Only one or two clients can connect over SSL on IMAP on Solaris 8 and 9

Technote Number: 1219984


Problem:
This issue was reported to Quality Engineering as SPR# MDLS6DGJA5, and was
fixed in Domino 6.5.4 Fix Pack 2.

Excerpt from the Lotus Domino Release 6.5.4 Fix Pack 2 fix list (available at
http://www.ibm.com/developerworks/lotus):

Networking & Dialup
SPR# MDLS6DGJA5 - Fixed a problem with IOCP stream reads broken on Solaris


The problem occurs only when running IMAP with SSL on Solaris under certain
conditions.

Refer to the following document on the Upgrade Central site for details about
Lotus Domino 6.5.4 Fix Pack 2 (FP2), and how to obtain it:

Upgrade Central: Planning your upgrade to Lotus Notes/Domino 6.0.5 and 6.5.4,
Including Domino 6.5.4 Fix Pack 1 and Fix Pack 2 (# 1201845)

Supporting Information:

How IOCP on Solaris works when the server is reading from the network:
Bytes arrive at the device.
The driver interrupt occurs and code moves bytes to the kernel buffer.
The driver calls the Domino notify driver.
The Domino notify driver gets the count of total bytes available to be read and
sends it to the IOCP control thread.
The IOCP control thread updates the total number of bytes to be read ENDP
structure and wakes up a worker thread.
The worker thread does a read, then decrements the total number of bytes
available by how much it read.

The problem occurs under item 5 above.
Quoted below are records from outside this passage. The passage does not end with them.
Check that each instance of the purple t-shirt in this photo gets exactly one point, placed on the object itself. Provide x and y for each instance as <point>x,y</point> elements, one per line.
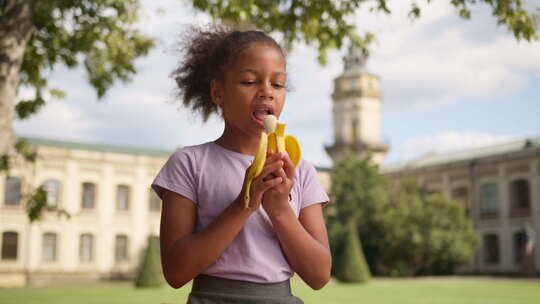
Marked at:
<point>211,177</point>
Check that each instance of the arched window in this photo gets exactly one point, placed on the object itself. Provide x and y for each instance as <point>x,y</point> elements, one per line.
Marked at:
<point>491,248</point>
<point>520,197</point>
<point>461,194</point>
<point>489,204</point>
<point>88,196</point>
<point>154,201</point>
<point>86,247</point>
<point>520,241</point>
<point>122,197</point>
<point>52,189</point>
<point>121,249</point>
<point>49,247</point>
<point>10,241</point>
<point>12,195</point>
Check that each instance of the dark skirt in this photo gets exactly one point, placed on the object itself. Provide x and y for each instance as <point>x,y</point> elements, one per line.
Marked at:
<point>213,290</point>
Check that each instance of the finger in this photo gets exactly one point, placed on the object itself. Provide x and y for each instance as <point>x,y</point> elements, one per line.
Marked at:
<point>270,168</point>
<point>288,166</point>
<point>271,183</point>
<point>271,158</point>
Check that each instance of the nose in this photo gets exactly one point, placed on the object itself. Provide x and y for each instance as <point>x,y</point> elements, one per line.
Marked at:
<point>266,90</point>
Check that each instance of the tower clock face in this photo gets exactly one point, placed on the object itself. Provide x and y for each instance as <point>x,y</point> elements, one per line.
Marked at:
<point>352,83</point>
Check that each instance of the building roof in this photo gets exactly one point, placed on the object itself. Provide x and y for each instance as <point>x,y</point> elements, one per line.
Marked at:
<point>96,147</point>
<point>37,141</point>
<point>432,159</point>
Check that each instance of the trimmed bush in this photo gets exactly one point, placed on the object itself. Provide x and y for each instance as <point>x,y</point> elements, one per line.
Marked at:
<point>150,273</point>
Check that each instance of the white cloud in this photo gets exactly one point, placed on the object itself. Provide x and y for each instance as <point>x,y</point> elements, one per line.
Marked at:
<point>60,120</point>
<point>447,141</point>
<point>435,59</point>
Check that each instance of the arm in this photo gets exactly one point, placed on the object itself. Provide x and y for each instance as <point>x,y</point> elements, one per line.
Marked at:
<point>305,243</point>
<point>185,253</point>
<point>304,240</point>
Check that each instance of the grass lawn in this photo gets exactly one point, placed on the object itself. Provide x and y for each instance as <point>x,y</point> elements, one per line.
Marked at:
<point>461,290</point>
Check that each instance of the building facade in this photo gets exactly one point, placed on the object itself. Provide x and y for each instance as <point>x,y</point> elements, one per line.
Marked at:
<point>357,110</point>
<point>106,192</point>
<point>112,210</point>
<point>499,186</point>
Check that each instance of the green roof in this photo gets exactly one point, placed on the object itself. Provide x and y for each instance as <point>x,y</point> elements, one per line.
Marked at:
<point>432,159</point>
<point>36,141</point>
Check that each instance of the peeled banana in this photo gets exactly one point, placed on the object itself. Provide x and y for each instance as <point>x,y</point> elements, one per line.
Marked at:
<point>273,139</point>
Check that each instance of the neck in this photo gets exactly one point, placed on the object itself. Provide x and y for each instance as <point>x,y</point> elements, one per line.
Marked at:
<point>238,141</point>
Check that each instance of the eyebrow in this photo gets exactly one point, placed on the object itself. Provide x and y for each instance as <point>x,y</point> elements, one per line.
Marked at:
<point>255,72</point>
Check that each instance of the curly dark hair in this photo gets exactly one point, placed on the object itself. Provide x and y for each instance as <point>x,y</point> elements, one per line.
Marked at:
<point>207,52</point>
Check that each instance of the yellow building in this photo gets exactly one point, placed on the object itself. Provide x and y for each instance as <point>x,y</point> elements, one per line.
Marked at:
<point>499,185</point>
<point>106,191</point>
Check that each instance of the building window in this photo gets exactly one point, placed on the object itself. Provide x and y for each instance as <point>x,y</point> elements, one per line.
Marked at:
<point>154,201</point>
<point>488,199</point>
<point>122,197</point>
<point>88,196</point>
<point>13,191</point>
<point>49,247</point>
<point>461,194</point>
<point>520,197</point>
<point>10,242</point>
<point>520,242</point>
<point>52,190</point>
<point>121,248</point>
<point>86,248</point>
<point>491,249</point>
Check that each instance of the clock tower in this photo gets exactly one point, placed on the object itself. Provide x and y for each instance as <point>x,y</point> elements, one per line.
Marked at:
<point>357,110</point>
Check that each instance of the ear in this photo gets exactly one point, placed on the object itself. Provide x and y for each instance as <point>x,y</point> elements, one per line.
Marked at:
<point>216,92</point>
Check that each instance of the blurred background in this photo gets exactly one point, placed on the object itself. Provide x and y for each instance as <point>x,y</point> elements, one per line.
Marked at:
<point>447,107</point>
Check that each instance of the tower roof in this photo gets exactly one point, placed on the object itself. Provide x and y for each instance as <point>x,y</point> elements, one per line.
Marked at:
<point>355,60</point>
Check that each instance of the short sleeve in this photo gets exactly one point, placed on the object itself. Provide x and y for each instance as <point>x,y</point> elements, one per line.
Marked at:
<point>178,175</point>
<point>312,190</point>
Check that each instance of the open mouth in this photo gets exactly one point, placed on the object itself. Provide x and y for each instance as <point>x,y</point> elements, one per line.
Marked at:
<point>259,115</point>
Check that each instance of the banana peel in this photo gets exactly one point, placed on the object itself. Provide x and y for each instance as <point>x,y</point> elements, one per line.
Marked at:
<point>273,139</point>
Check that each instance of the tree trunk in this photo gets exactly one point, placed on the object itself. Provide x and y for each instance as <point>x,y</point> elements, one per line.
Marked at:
<point>16,28</point>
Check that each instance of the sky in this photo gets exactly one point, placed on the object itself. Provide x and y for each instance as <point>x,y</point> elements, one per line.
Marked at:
<point>447,83</point>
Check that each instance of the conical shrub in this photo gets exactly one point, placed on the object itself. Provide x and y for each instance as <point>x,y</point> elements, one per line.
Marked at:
<point>150,273</point>
<point>352,266</point>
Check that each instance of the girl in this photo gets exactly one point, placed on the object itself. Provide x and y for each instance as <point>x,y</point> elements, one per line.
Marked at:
<point>238,255</point>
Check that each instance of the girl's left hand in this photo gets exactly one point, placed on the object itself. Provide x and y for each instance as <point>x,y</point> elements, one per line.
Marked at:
<point>276,199</point>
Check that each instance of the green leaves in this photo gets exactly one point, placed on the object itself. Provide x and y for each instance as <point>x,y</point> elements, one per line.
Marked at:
<point>404,230</point>
<point>100,34</point>
<point>327,24</point>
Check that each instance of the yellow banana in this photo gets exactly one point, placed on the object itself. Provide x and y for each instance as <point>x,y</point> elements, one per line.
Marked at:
<point>256,166</point>
<point>279,142</point>
<point>274,140</point>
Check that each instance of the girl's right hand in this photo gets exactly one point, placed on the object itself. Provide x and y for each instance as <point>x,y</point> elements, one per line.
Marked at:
<point>263,182</point>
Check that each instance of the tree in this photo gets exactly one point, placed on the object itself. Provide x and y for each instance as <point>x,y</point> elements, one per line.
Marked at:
<point>404,231</point>
<point>424,233</point>
<point>150,274</point>
<point>37,36</point>
<point>351,266</point>
<point>360,195</point>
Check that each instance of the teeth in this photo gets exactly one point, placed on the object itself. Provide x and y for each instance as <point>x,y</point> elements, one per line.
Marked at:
<point>270,122</point>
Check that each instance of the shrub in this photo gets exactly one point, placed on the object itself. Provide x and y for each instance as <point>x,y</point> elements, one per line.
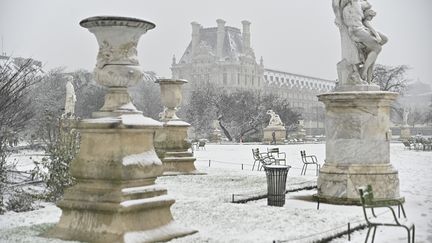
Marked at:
<point>20,201</point>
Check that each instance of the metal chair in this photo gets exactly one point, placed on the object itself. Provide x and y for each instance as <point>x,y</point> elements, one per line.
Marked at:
<point>263,159</point>
<point>278,156</point>
<point>307,160</point>
<point>368,202</point>
<point>201,144</point>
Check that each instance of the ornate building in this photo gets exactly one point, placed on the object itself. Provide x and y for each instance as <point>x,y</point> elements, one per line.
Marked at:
<point>223,56</point>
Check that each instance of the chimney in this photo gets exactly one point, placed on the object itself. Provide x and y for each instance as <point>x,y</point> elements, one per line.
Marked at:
<point>246,35</point>
<point>220,37</point>
<point>195,37</point>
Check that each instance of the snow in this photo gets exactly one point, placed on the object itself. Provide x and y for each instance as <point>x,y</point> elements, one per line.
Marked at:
<point>139,120</point>
<point>144,159</point>
<point>137,202</point>
<point>203,202</point>
<point>177,123</point>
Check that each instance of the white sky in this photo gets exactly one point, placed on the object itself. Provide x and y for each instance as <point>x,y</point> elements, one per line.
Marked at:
<point>296,36</point>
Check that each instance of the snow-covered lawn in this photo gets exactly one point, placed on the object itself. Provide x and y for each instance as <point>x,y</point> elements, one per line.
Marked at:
<point>203,202</point>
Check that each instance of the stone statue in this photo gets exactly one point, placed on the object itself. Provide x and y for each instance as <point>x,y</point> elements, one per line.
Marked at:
<point>360,42</point>
<point>405,116</point>
<point>274,119</point>
<point>70,97</point>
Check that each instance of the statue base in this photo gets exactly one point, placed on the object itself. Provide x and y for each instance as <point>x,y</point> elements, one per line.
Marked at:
<point>357,146</point>
<point>280,134</point>
<point>115,198</point>
<point>339,184</point>
<point>172,147</point>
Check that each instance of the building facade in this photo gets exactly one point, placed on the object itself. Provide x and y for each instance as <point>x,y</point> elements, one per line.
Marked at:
<point>223,56</point>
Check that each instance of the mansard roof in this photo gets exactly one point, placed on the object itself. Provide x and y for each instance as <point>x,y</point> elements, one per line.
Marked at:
<point>232,46</point>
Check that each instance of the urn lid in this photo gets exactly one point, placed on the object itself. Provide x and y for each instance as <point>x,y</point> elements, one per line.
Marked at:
<point>100,21</point>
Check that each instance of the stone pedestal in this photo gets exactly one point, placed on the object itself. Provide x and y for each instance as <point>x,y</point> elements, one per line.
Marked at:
<point>172,147</point>
<point>115,198</point>
<point>171,142</point>
<point>405,133</point>
<point>280,134</point>
<point>357,146</point>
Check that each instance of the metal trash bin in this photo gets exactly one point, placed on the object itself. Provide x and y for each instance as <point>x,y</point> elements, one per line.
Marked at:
<point>276,184</point>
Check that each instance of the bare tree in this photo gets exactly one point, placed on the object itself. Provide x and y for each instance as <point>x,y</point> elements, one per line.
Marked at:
<point>391,78</point>
<point>16,78</point>
<point>15,83</point>
<point>241,113</point>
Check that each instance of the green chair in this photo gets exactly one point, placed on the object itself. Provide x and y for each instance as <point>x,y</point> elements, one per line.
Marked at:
<point>373,220</point>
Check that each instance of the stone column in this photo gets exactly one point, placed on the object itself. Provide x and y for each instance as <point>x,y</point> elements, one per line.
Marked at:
<point>357,146</point>
<point>171,142</point>
<point>115,198</point>
<point>220,37</point>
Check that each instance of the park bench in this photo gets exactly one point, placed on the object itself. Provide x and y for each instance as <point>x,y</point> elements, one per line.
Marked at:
<point>373,220</point>
<point>277,155</point>
<point>262,159</point>
<point>308,160</point>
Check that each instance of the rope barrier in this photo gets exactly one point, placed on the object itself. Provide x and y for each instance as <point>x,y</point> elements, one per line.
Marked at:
<point>242,165</point>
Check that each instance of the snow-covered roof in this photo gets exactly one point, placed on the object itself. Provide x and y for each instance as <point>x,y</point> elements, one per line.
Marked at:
<point>232,45</point>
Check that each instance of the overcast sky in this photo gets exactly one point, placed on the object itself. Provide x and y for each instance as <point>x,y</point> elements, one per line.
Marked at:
<point>297,36</point>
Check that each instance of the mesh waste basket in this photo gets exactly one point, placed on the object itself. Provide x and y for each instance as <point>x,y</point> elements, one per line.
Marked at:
<point>276,184</point>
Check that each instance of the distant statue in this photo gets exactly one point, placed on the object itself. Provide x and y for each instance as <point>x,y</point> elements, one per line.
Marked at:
<point>70,97</point>
<point>405,116</point>
<point>361,43</point>
<point>274,119</point>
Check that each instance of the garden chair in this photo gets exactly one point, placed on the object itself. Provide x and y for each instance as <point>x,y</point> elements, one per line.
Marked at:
<point>407,145</point>
<point>262,159</point>
<point>277,155</point>
<point>308,160</point>
<point>373,221</point>
<point>201,144</point>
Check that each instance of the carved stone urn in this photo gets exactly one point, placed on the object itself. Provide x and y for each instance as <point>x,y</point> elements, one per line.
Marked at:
<point>115,198</point>
<point>171,95</point>
<point>117,65</point>
<point>171,142</point>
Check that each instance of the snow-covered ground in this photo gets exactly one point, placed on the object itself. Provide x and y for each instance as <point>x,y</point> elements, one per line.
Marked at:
<point>203,202</point>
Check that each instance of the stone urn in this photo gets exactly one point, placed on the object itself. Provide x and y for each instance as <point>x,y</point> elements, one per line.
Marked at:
<point>171,95</point>
<point>171,142</point>
<point>117,66</point>
<point>116,198</point>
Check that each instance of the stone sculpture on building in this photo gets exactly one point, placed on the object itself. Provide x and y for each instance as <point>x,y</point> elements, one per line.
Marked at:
<point>274,119</point>
<point>70,97</point>
<point>361,43</point>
The shipped code adds the total number
of bytes available to the current number available. Expected behavior would be
to add the number of bytes that have just arrived to the current number
available. The driver doesn't know how many have just arrived, only the number
there at that moment.

This problem does not occur for NRPC because NRPC is a single request and a
single response. The number already there is always 0 for NRPC, so adding the
total number available to zero gives the right result.

IMAP allows clients to send multiple requests at the same time, and then get
back multiple responses in any order. So, it is possible for bytes to arrive
when there are also unread bytes sitting in the buffer. If the ENDP value for
bytes available is 20, and 20 new bytes arrive, the control thread adds the
total number of bytes available (40) to the number that Domino already knew
about (20) and gets 60.

The number of bytes available determines how the worker threads wait for IO.
When this number is incorrectly calculated, the problem occurs.